Today I bring the disappointing news that Canonical will no longer be funding my work on Kubuntu after 12.04. Canonical wants to treat Kubuntu in the same way as the other community flavors such as Edubuntu, Lubuntu, and Xubuntu, and support the projects with infrastructure. This is a big challenge to Kubuntu of course and KDE as well.

The practical changes are I won’t be able to work on KDE bits in my work time after 12.04 and there won’t be paid support for versions after 12.04. This is a rational business decision, Kubuntu has not been a business success after 7 years of trying, and it is unrealistic to expect it to continue to have financial resources put into it.

I have been trying for the last 7 years to create a distro to show the excellent KDE technology in its best light, and we have a lovely community now built around that vision, but it has not taken over the world commercially and shows no immediate signs of doing so despite awesome successes like the world’s largest Linux deployment.

Although I don’t regularly use the latest KDE desktop and as much business sense as this makes, I still read this with a heavy heart. This marks the loss of the last major distribution to ship with a KDE desktop. Yes, you can still get Kubuntu; you can find releases of other distributions with KDE; you can even install KDE alongside of your current desktop. But try to find a major Linux distribution that ships with KDE as the default desktop. You’re going to be hard pressed to do so.

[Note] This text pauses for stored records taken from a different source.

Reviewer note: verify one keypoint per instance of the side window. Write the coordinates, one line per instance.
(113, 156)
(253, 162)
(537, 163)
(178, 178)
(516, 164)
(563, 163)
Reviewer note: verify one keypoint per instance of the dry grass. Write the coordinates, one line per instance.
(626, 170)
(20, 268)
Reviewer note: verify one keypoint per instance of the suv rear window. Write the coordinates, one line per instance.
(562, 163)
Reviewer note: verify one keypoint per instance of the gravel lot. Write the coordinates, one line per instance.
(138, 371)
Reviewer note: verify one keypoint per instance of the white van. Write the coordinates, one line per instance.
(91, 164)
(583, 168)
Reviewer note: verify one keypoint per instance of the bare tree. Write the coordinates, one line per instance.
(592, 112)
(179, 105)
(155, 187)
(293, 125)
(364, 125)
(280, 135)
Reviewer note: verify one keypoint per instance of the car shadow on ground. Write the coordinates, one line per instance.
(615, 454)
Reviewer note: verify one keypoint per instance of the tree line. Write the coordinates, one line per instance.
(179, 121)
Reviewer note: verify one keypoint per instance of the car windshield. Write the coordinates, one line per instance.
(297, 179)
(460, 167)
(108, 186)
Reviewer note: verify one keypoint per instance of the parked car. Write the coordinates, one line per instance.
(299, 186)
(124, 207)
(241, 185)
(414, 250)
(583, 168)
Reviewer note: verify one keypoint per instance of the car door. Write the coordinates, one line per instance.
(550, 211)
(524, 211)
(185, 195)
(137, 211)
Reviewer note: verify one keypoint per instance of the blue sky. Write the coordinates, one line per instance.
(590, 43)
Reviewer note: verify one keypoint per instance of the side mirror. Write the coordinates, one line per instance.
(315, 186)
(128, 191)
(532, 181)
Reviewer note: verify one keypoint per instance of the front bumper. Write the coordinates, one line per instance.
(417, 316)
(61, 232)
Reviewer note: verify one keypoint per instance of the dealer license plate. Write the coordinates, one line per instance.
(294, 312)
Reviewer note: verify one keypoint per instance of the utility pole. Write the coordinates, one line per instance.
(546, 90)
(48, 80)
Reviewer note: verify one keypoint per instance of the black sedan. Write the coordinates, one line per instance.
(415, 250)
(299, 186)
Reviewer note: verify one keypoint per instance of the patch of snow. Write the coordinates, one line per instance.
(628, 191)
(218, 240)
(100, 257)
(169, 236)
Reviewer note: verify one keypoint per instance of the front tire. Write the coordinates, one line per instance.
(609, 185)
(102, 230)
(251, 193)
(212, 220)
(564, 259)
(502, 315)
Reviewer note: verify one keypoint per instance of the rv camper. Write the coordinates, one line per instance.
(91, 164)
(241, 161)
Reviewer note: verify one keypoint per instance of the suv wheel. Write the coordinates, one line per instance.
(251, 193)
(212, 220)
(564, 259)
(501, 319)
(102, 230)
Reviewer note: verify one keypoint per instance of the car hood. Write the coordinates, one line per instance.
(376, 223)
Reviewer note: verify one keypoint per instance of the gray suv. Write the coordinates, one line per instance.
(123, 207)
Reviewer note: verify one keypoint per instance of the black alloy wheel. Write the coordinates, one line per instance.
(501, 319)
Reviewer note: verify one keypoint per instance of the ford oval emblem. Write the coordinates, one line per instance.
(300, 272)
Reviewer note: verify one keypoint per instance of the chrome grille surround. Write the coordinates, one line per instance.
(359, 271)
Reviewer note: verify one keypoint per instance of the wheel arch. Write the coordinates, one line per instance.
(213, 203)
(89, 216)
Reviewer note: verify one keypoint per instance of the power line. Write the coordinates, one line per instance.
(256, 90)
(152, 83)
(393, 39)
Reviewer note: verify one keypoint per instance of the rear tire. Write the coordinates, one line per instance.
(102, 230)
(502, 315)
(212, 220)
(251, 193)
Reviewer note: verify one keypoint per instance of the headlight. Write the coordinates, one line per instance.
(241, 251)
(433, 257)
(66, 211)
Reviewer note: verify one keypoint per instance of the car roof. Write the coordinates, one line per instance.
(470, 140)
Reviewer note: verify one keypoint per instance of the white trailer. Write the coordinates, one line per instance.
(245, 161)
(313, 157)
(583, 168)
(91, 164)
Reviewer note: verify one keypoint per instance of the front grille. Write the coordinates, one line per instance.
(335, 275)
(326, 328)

But that doesn’t mean KDE is dead — nor will it ever die. Why? Because KDE very well represents the open source spirit and is the last remaining Linux desktop that resembles that standard desktop metaphor. For this very reason, KDE cannot die. This is also, I believe, one of the unspoken, underlying reasons Canonical dropped KDE.

It’s not Unity.

This is probably an ugly truth few want to mention. And although I highly respect what Canonical and Ubuntu has done for the Linux world — I have to think that any competition on the Linux desktop would be seen as bad business for Canonical. Why? They have a product they have bet the bank on. That product is Ubuntu Unity. And although it’s not a bad product, it’s a very different product than what the computing world is used to. Now, I have watched that same community accept change over time. And even though they do so begrudgingly, if you offer them a product that works, and works efficiently, they will (over time) accept your product. They did it with Windows 7 and they’ll do it with Windows 8. Eventually, that same community will accept both GNOME 3 and Unity. But for the time being, Canonical cannot risk the majority of its users jumping ship and migrating from the official Ubuntu with Unity, to the other official Ubuntu with KDE. So the obvious choice was to drop Kubuntu as an official distribution.

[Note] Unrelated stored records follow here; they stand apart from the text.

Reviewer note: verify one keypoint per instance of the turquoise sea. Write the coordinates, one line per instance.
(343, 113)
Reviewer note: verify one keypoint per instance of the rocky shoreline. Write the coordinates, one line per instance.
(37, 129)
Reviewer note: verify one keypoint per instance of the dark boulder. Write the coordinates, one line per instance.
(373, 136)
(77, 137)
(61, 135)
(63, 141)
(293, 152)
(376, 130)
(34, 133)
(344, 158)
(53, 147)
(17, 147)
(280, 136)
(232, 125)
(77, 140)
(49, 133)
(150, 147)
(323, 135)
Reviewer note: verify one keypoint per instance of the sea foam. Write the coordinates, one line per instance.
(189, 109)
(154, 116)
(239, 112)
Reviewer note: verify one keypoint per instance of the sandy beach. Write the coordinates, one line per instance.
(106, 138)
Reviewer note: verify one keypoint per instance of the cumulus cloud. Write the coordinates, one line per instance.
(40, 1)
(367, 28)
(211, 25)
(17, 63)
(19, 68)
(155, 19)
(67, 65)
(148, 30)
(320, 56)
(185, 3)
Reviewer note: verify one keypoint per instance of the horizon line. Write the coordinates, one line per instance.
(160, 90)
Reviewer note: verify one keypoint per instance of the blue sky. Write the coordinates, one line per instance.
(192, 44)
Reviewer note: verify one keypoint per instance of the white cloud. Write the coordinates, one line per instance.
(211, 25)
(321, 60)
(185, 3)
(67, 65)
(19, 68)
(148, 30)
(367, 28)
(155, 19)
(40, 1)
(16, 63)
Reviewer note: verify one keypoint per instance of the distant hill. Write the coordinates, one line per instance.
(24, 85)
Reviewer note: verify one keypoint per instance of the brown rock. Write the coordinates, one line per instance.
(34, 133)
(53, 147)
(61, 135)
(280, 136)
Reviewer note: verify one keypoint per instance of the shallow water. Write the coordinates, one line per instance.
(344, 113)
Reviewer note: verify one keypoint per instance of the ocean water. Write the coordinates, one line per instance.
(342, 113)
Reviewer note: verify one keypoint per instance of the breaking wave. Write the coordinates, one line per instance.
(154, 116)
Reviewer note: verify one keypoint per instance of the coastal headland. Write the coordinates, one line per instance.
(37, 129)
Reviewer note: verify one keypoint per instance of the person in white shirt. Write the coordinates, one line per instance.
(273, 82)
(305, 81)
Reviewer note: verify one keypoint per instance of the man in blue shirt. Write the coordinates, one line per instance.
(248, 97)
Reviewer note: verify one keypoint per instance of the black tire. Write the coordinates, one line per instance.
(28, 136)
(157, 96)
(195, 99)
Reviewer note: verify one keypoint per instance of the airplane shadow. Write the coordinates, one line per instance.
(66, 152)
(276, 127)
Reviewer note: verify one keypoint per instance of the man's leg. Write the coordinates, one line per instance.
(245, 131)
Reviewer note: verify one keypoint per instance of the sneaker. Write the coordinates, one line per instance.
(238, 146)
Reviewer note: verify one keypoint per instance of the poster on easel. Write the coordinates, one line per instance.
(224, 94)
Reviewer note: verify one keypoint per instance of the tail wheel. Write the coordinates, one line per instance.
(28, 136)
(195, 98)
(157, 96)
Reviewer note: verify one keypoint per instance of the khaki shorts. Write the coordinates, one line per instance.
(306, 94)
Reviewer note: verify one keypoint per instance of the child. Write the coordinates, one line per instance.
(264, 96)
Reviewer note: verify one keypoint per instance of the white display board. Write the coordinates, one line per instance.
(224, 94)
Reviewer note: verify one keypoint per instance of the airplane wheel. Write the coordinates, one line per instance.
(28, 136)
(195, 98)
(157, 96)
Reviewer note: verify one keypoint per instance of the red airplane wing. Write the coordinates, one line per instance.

The dropping of Kubuntu does a number of things:

  • It means it will get no financial support from Canonical.
  • The distribution will lose what little marketing it received from Canonical.
  • Kubuntu most likely will flounder and die.

Something radical could (and should) come out of this. I would like to see the KDE team create a new distribution of Linux and simple call it KOS — no silly take on the name “Linux”. Just KOS. This would focus every KDE-centric developer on creating a distribution with the sole purpose of supporting an outstanding desktop. This would do so much for KDE and would bring a far stronger distribution to light than would another Kubuntu.

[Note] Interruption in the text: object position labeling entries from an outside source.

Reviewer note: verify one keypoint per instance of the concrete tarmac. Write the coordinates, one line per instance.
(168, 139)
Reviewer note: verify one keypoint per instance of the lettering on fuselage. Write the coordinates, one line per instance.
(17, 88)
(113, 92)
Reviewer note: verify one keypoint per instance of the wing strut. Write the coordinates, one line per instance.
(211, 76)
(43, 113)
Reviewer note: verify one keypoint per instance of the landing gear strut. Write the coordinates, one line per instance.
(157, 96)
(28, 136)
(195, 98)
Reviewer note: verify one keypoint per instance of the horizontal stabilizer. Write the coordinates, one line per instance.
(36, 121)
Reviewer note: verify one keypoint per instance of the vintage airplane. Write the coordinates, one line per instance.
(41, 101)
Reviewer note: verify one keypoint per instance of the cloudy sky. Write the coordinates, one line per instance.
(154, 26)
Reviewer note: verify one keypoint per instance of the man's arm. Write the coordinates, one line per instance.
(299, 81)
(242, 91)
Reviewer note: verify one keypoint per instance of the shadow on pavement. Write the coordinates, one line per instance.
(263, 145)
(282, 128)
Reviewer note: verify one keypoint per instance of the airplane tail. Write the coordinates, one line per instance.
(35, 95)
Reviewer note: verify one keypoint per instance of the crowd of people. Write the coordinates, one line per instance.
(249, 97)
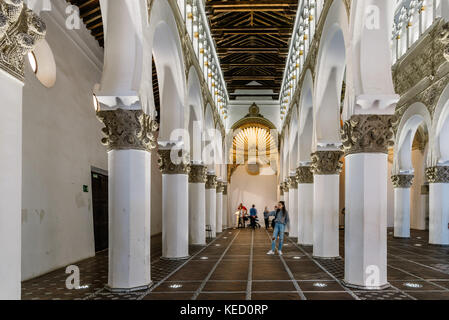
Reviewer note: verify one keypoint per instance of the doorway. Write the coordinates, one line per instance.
(100, 210)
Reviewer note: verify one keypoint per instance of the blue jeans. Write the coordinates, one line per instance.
(279, 229)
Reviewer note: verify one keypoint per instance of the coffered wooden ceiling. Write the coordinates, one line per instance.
(252, 38)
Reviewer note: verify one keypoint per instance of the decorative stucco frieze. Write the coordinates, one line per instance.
(368, 134)
(173, 162)
(20, 30)
(327, 162)
(304, 175)
(198, 173)
(211, 182)
(402, 180)
(128, 129)
(438, 174)
(292, 182)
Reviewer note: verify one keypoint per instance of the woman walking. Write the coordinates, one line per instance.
(281, 221)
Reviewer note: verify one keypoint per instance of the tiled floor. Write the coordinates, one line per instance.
(235, 266)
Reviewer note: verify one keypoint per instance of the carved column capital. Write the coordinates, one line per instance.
(327, 162)
(128, 130)
(438, 174)
(211, 182)
(173, 161)
(198, 173)
(292, 182)
(404, 181)
(368, 133)
(304, 175)
(20, 30)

Otherwise, what’s going to happen is that Kubuntu will fall into the same obscure pile as Xubuntu, Edubuntu, and all the other *buntus out there. KDE does not deserve such a fate. KDE is one of the most polished, professional desktops available for the Linux operating system and deserves to be made available through some official channel.

I would hate to see KDE wind up nothing more than an alternative desktop that can be installed from within the Add/Remove Software tool. I’ve used KDE (on and off) since it’s beta release and know how passionate the KDE developers are and how solid the product is. I sincerely hope the loss of Canonical’s support for Kubuntu doesn’t serve as yet another blow to the “K” Desktop Environment. Linux without KDE is simply not the Linux I’ve known and loved since the mid-90s.